Computer memory and hard drives
I counted all of this as “gimmes”. Yes, storage still costs money today, but everything listed as the highest possible purchase point for memory was still comically below what’s even offered as a bare minimum today.
A 40Mb hard drive was $299.95, and that’s enough for what, maybe 80 pictures today? 25 songs? One music video? Zero tv shows? It’s not even meaningful to draw the comparison.
How about a dialup modem for $349.95?
Just absurd. For that price you could get a latest-generation 10.1″ Samsun Galaxy Tab-3. It has everything you could ever want, not to mention the silly modem that was once apparently considered a good deal.
By the way, it wasn’t. Read the description, it was a ripoff even then. Nothing more than a way to separate the rich from their hard earned cash.
Some things can’t be replaced
Home stereos and receivers still require enormous speakers. All these are categories where the replacement comparison fell short, but in fairness, the family doesn’t all listen to the same thing anymore.
Where 20 years ago, dad or the teen may put on music and blast it throughout the house, today we’re more likely to see each wandering around with their own headphones on. Greater control, vastly easier access, higher fidelity, and more privacy too.
The other big non-replaced items were car stereos, car alarms, and car radar detectors. Maybe cars just come with better equipment now so it’s not such a big thing, but it seems these aren’t quite as big as they once were.
There are about 55 pages in the middle of the catalog dedicated to home security and it’s many sensors, diodes, electrodes, resistors, capacitors and other sundry transistors. For the most part, I’ve cut them out.
They weren’t part of everyday life back then, they aren’t part of everyday life today. While interesting to hobbyists, they didn’t account for any large proportion of sales or profit, so I’m basically ignoring them.
What you didn’t buy would have cost you vastly more
Think about what’s not even included in the 1993 Radio Shack catalog. There’s no Siri, no Google, no Wikipedia, and no GPS. These dreams were barely imagined at the time, yet today they’re part of your every day life. You’d have imagined to watch a movie on the way to work, you’d first have to know what movie it is, bring it with you, and not change it on the way there.
One or a few of the devices in 1993 would cost more than your entire device today, and you get way more out of it for free. Just be happy with it, that’s all I’m saying. There’s a new device and a new operating system just around the corner, and now that Windows is out of the game, you can rest assured each will be better than the last.
So just be happy…
Maybe your text takes a few seconds or minutes too long. Maybe you could have saved $5 by waiting a week to buy that memory card, or by shopping smarter. It’s not worth it. In 20-years you’d look back on the difference and think, “Man, was I ever an idiot for getting worked up over a measly few dozen gigs!”
Thanks Radio Shack!
5 thoughts on “78% of Radio Shack 1993 Catalog Is on Your Phone, but Better”

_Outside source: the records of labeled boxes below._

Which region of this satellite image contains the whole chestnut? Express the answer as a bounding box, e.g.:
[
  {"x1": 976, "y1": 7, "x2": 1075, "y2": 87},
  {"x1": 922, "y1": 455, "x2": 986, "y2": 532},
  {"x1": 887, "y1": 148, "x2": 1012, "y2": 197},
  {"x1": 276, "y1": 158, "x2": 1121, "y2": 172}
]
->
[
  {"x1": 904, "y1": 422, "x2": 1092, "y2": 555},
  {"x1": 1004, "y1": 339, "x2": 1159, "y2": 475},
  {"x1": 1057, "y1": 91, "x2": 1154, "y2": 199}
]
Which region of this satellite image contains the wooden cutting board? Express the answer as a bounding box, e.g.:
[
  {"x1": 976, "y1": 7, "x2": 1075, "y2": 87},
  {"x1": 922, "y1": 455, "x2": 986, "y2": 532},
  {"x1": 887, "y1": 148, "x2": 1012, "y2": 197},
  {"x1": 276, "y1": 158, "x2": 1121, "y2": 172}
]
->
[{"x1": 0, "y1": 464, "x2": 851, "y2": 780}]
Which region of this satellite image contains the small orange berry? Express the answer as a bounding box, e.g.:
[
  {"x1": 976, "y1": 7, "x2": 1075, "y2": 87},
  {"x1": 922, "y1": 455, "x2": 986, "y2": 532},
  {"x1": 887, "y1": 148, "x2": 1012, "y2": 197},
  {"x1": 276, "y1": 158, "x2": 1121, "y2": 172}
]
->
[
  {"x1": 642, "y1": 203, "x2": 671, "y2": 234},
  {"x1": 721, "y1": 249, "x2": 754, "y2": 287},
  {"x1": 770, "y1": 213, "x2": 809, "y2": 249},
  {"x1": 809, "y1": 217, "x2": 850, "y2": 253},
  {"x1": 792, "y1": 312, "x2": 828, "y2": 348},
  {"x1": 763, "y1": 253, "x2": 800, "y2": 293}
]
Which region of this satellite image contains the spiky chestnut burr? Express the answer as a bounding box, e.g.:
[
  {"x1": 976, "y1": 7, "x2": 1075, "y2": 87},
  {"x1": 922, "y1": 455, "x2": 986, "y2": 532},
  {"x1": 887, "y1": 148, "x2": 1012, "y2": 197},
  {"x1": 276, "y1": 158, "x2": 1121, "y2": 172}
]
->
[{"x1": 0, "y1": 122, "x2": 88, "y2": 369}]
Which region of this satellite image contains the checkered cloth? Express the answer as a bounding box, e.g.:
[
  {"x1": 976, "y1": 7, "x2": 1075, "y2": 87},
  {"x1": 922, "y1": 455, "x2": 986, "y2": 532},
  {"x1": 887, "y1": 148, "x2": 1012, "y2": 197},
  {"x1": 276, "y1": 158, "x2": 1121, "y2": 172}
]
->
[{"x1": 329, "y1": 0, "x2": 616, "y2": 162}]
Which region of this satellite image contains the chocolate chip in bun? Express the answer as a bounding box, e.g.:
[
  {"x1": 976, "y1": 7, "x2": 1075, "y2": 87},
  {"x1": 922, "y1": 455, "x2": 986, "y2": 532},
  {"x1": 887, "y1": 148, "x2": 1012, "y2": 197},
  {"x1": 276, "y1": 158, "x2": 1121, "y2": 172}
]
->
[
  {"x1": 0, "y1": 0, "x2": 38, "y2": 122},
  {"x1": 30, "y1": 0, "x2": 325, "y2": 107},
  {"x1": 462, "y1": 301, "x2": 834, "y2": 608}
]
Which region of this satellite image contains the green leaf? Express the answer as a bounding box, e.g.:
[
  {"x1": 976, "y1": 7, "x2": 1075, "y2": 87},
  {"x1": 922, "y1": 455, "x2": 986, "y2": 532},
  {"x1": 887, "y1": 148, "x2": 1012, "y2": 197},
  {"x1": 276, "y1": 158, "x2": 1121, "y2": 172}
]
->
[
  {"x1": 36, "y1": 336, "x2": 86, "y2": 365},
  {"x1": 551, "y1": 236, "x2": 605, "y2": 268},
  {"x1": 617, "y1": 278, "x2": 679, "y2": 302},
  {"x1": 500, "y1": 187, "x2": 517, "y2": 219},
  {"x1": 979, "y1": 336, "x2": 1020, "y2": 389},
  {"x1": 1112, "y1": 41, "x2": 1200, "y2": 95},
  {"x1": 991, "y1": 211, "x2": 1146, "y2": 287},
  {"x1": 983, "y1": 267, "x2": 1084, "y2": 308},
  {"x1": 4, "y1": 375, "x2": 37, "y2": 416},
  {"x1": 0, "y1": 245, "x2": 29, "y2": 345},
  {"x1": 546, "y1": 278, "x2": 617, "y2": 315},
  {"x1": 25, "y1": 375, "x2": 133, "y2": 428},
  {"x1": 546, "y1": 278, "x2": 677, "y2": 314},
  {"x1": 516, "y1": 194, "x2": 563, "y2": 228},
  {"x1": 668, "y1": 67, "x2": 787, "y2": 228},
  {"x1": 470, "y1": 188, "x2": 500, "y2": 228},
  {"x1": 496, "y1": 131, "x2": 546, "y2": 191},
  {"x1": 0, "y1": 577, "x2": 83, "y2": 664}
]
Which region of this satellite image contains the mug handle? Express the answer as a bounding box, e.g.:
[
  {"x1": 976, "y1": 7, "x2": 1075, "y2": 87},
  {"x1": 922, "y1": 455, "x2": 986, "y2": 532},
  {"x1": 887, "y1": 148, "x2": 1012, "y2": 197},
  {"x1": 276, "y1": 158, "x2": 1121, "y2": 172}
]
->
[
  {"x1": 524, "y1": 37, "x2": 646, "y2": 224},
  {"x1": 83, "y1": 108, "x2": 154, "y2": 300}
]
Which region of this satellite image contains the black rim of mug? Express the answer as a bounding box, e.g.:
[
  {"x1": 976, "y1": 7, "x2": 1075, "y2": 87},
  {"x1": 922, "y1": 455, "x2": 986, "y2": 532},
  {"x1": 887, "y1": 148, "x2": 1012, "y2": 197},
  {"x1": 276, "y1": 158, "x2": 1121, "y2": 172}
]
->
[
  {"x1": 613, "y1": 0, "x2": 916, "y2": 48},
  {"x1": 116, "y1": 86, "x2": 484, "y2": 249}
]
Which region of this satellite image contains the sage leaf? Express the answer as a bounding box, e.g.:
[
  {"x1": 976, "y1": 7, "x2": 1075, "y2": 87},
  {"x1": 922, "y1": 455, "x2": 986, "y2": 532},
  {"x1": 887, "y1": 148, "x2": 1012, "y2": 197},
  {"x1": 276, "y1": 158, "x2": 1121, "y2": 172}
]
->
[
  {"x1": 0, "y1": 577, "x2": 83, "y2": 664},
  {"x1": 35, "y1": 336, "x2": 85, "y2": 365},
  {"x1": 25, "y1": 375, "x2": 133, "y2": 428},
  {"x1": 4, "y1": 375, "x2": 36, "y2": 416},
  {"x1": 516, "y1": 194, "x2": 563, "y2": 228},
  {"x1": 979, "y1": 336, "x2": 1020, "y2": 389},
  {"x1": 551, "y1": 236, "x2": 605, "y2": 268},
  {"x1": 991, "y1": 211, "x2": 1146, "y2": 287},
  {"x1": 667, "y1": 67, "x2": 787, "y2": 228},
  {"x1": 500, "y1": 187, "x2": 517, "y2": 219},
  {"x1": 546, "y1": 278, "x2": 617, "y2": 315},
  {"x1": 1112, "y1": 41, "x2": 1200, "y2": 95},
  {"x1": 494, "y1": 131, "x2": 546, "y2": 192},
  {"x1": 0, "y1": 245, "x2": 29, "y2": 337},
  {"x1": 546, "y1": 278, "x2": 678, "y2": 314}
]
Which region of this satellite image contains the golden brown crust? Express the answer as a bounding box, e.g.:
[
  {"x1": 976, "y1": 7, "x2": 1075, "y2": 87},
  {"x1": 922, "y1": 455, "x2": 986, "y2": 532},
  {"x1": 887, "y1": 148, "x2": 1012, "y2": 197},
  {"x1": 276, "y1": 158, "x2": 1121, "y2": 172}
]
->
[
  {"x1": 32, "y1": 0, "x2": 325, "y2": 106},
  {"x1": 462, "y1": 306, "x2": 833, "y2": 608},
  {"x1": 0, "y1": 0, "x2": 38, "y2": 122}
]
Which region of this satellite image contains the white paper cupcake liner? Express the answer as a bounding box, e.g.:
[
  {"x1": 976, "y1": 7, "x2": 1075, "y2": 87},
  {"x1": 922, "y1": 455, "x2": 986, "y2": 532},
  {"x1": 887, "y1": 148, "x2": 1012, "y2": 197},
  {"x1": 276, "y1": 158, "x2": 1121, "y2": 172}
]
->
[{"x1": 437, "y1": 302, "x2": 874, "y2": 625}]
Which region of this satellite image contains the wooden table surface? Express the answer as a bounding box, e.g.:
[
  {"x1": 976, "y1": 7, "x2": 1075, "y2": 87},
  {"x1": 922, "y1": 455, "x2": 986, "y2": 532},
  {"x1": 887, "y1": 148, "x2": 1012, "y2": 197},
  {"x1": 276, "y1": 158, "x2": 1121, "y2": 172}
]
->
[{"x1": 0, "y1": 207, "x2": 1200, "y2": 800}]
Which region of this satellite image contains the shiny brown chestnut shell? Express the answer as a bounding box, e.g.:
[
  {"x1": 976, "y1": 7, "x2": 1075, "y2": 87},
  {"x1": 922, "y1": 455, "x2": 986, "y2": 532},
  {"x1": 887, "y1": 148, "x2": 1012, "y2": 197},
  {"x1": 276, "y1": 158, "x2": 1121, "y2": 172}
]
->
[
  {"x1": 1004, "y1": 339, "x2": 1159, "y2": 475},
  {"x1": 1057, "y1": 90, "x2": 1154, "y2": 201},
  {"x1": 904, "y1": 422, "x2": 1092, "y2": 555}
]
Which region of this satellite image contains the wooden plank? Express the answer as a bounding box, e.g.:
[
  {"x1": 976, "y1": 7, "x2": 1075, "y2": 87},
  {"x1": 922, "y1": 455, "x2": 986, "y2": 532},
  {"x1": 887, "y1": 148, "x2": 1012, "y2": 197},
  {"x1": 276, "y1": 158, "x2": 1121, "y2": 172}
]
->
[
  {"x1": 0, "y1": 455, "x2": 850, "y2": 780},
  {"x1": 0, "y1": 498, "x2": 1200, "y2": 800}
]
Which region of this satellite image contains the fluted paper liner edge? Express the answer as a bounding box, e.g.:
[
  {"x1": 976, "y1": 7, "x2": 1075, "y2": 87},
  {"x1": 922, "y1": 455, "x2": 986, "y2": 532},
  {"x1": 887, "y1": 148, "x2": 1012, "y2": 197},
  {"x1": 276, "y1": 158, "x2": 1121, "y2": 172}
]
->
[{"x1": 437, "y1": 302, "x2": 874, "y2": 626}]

Thanks, Man. You just killed us!
So let me get this straight, Brian. If a phone in 1993
had the features it does today, using contemporary Radio Shack equipment, it would be the size of a refrigerator and cost $97,000?
Also, you missed the portable ozone generator for car deodorizing I bought in 1993. Let’s see your fancy iPhone do THAT, Jack! It worked until I finally took it out in 2006 when I realized odors were the only thing holding the car together.
Wow. This makes me feel… young? Naive? Entitled?
This makes me feel.
Oh, by the way, I have more posts than you on your own website.
SNARK, SNARK, SNARK!!!!!!!!!!!!!!!
And to think I didn’t even have an email until 2001.
But then again I love and will not give up my portable typewriter.
Doesn’t need electricity or WiFi and the NSA can’t hack it.